From 923b60a7c6c7924692834d2b80d03a6b2e67b9ec Mon Sep 17 00:00:00 2001
From: "LIyong.Guo" <guonwpu@qq.com>
Date: Wed, 28 Sep 2022 21:20:33 +0800
Subject: [PATCH] padding zeros (#591)

---
 egs/aishell/ASR/conformer_ctc/conformer.py          | 13 +++++++++++--
 egs/aishell/ASR/conformer_mmi/conformer.py          | 13 +++++++++++--
 egs/aishell/ASR/transducer_stateless/conformer.py   | 13 +++++++++++--
 egs/gigaspeech/ASR/conformer_ctc/conformer.py       | 13 +++++++++++--
 egs/librispeech/ASR/conformer_ctc/conformer.py      | 13 +++++++++++--
 egs/librispeech/ASR/conformer_ctc2/conformer.py     | 13 +++++++++++--
 egs/librispeech/ASR/conformer_mmi/conformer.py      | 13 +++++++++++--
 .../ASR/pruned_transducer_stateless2/conformer.py   |  8 +++++++-
 .../ASR/pruned_transducer_stateless5/conformer.py   | 13 +++++++++++--
 .../ASR/pruned_transducer_stateless6/conformer.py   | 13 +++++++++++--
 .../ASR/transducer_stateless/conformer.py           | 13 ++++++++++++-
 .../ASR/pruned_transducer_stateless5/conformer.py   |  8 +++++++-
 12 files changed, 125 insertions(+), 21 deletions(-)

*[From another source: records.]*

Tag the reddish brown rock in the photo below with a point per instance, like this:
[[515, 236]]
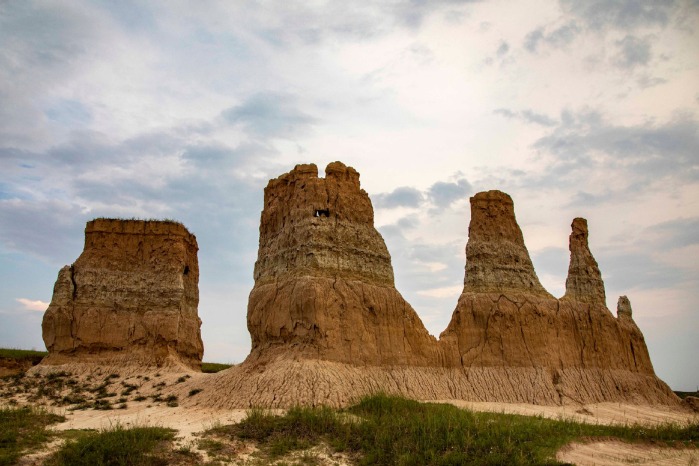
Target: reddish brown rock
[[131, 297], [584, 282], [328, 325], [496, 258]]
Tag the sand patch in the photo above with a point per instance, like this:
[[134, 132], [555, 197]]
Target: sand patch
[[613, 453], [593, 413]]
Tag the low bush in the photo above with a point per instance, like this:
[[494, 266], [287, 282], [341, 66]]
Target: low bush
[[117, 446]]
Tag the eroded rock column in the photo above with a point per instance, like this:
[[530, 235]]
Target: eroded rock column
[[131, 297]]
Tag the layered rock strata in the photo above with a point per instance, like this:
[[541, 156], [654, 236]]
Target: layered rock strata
[[328, 325], [323, 278], [130, 298]]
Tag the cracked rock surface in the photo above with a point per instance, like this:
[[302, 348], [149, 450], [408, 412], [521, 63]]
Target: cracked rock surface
[[130, 297]]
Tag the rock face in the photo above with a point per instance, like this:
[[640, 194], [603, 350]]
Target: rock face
[[584, 282], [328, 325], [131, 297], [323, 279]]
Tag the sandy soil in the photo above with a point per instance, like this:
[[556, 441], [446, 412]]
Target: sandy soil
[[594, 413], [192, 419], [615, 453], [189, 421], [186, 420]]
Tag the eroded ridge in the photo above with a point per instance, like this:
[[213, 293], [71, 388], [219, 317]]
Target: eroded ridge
[[131, 297], [328, 325], [324, 280]]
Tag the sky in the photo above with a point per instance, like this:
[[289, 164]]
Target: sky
[[185, 110]]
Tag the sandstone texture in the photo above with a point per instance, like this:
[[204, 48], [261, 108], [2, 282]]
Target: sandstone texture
[[131, 297], [328, 325], [323, 279]]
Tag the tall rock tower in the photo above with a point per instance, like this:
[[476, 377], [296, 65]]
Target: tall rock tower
[[556, 350], [130, 298], [329, 327], [323, 278]]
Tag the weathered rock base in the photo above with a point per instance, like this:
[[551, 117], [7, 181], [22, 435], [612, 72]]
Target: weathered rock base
[[284, 383]]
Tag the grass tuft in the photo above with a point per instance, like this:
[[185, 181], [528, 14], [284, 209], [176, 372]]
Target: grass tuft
[[387, 430], [21, 430], [213, 367], [115, 446]]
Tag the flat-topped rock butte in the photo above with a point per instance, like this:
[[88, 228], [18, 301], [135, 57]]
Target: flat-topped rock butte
[[130, 298], [328, 325]]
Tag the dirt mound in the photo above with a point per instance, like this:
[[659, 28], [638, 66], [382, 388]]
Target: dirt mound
[[323, 278], [130, 298]]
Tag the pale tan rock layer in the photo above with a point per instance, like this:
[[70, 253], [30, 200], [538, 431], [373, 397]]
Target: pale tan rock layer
[[328, 325], [131, 296]]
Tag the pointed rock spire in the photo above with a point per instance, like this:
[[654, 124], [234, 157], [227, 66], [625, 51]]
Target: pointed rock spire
[[496, 257], [584, 282], [623, 307]]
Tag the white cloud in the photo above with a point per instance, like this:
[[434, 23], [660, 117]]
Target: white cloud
[[32, 305]]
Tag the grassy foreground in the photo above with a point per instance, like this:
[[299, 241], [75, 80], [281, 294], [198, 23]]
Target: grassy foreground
[[386, 430], [380, 430]]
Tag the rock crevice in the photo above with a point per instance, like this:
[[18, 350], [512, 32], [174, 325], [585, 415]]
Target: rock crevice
[[130, 297], [325, 314]]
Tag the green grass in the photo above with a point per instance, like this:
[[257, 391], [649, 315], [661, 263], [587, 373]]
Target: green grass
[[138, 446], [23, 429], [18, 354], [213, 367], [385, 430]]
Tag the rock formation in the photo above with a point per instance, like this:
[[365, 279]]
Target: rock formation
[[328, 325], [584, 282], [131, 297], [323, 278]]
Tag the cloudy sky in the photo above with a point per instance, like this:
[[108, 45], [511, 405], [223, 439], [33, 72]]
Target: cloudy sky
[[185, 110]]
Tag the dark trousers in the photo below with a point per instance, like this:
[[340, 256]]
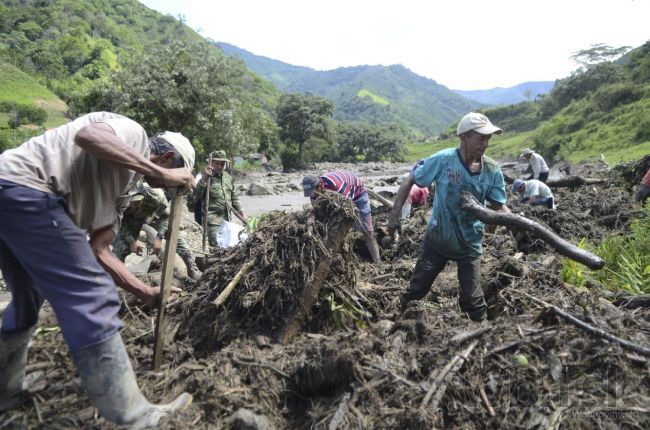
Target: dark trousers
[[543, 177], [430, 264], [44, 255]]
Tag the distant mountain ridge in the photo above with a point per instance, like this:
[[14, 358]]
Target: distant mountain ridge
[[374, 94], [528, 91]]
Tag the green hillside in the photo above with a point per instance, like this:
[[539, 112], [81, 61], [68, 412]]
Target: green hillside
[[375, 95], [121, 56], [18, 87], [600, 110]]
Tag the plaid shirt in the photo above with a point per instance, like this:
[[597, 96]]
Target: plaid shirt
[[344, 183]]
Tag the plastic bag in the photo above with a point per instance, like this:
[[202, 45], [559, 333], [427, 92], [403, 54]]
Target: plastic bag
[[230, 234]]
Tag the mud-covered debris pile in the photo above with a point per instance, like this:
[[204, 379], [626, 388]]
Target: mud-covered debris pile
[[280, 260], [429, 367]]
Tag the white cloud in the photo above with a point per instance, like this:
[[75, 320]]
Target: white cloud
[[470, 44]]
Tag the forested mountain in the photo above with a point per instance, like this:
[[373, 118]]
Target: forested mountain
[[372, 94], [527, 91], [120, 55]]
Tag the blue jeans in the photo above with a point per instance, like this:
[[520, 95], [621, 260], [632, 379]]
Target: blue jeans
[[44, 255], [363, 205]]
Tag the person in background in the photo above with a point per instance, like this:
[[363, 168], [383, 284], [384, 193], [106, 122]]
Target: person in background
[[534, 192], [223, 195], [417, 198], [537, 165], [453, 233], [644, 190], [56, 190], [150, 206], [350, 186]]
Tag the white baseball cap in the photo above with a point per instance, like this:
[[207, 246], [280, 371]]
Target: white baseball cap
[[182, 146], [478, 123]]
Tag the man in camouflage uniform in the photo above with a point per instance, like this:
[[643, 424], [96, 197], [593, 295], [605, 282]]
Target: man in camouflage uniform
[[150, 206], [223, 195]]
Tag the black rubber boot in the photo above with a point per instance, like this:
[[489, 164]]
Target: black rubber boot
[[13, 359], [109, 380]]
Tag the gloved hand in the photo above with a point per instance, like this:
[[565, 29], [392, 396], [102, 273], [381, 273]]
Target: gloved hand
[[643, 193]]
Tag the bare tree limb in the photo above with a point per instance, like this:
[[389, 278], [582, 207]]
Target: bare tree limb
[[588, 327]]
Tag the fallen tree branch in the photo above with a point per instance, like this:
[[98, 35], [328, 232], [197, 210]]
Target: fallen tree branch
[[438, 386], [383, 200], [232, 284], [508, 219], [463, 337], [588, 327]]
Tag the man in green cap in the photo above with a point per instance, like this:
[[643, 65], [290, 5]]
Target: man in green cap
[[223, 198], [150, 206]]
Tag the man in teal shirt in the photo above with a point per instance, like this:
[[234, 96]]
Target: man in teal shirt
[[453, 233]]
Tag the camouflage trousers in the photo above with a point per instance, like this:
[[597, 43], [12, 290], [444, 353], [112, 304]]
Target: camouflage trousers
[[122, 248]]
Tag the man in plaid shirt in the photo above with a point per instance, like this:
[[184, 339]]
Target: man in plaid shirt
[[350, 186]]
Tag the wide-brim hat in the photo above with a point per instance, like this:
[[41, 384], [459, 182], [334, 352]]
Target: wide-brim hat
[[526, 151], [518, 183], [219, 155], [182, 146], [477, 122]]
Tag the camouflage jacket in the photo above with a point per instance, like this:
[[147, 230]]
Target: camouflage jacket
[[153, 210], [222, 194]]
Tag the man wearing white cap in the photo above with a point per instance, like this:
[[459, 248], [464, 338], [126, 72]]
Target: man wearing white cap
[[56, 190], [453, 233], [537, 165]]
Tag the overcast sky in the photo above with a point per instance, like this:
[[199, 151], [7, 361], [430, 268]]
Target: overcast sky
[[462, 44]]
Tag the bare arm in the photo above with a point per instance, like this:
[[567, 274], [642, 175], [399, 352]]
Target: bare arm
[[401, 197], [99, 242], [100, 140]]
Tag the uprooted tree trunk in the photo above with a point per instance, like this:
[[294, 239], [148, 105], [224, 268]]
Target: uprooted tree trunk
[[519, 222], [575, 181], [308, 296]]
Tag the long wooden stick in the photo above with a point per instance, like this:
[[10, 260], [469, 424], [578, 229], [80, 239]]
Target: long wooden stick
[[588, 327], [167, 274], [232, 284], [488, 216], [204, 220]]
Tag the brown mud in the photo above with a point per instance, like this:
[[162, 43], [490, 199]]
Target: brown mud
[[358, 363]]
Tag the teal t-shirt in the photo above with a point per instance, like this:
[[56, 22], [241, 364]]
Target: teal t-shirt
[[453, 231]]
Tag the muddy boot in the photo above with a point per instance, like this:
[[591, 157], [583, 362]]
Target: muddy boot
[[373, 248], [13, 359], [193, 271], [108, 378]]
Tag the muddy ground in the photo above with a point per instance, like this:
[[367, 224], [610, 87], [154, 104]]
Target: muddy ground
[[355, 361]]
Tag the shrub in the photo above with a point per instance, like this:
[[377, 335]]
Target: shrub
[[610, 96]]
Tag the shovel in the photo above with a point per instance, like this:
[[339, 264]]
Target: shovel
[[167, 274]]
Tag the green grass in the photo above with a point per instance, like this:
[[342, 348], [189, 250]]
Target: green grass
[[17, 86], [374, 97], [503, 147]]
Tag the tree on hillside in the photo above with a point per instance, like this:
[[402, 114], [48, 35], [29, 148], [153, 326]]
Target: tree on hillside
[[183, 88], [371, 143], [596, 54], [301, 117]]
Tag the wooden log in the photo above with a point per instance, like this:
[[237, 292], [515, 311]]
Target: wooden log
[[232, 284], [383, 200], [575, 182], [204, 220], [307, 298], [167, 275], [508, 219]]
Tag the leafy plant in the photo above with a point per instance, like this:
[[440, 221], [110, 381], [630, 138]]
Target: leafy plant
[[345, 312]]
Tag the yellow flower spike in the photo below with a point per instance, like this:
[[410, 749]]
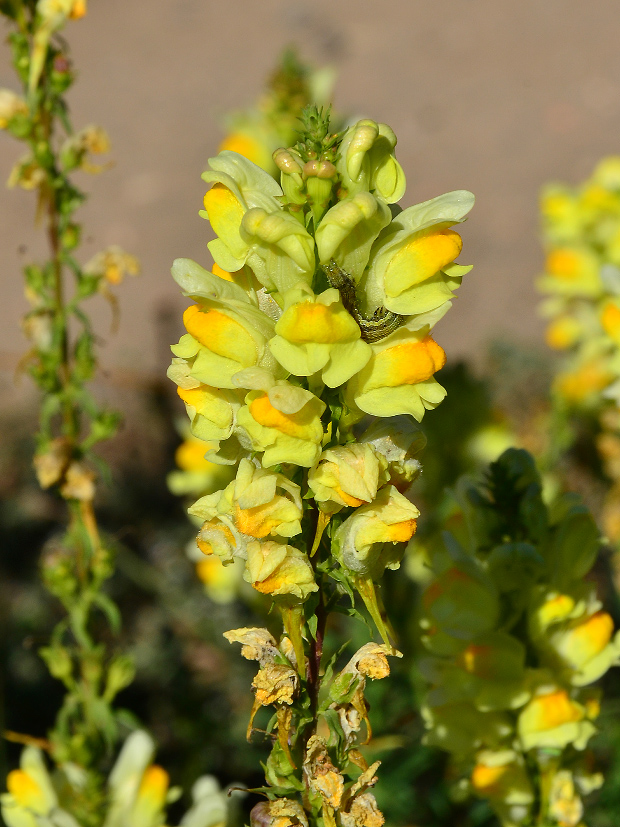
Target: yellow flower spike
[[286, 433], [372, 538], [398, 379], [30, 792], [503, 778], [316, 333], [217, 538], [348, 230], [238, 186], [221, 582], [610, 321], [586, 647], [256, 504]]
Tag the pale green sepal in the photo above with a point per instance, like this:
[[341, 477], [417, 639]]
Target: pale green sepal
[[348, 231], [250, 184], [195, 281], [457, 271], [449, 208]]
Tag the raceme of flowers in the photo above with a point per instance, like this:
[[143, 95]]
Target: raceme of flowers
[[307, 357], [516, 638], [581, 233]]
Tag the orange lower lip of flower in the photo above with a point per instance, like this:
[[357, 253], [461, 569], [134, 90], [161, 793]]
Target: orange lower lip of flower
[[23, 788], [408, 363], [553, 710], [420, 259]]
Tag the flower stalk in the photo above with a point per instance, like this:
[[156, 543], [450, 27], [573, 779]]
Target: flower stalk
[[284, 383], [77, 563]]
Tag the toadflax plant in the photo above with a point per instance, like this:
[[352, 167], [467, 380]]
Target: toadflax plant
[[304, 364]]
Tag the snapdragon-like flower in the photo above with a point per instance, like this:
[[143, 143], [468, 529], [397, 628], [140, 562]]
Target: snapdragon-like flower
[[255, 505], [412, 269], [285, 423], [489, 604], [347, 475], [370, 540], [31, 799], [316, 334], [399, 379]]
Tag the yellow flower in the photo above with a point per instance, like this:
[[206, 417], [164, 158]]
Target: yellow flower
[[250, 147], [502, 776], [553, 719], [221, 582], [256, 504], [222, 339], [285, 423], [30, 792], [211, 411], [148, 808], [367, 163], [347, 475], [10, 106], [373, 537], [571, 271], [610, 320], [315, 333], [411, 269], [398, 379], [585, 646], [279, 570]]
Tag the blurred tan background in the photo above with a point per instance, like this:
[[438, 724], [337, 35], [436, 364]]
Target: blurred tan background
[[496, 97]]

diff --git a/egs/aishell/ASR/conformer_ctc/conformer.py b/egs/aishell/ASR/conformer_ctc/conformer.py
index 1e3e7b492..cb7205e51 100644
--- a/egs/aishell/ASR/conformer_ctc/conformer.py
+++ b/egs/aishell/ASR/conformer_ctc/conformer.py
@@ -248,7 +248,9 @@ class ConformerEncoderLayer(nn.Module):
         residual = src
         if self.normalize_before:
             src = self.norm_conv(src)
-        src = residual + self.dropout(self.conv_module(src))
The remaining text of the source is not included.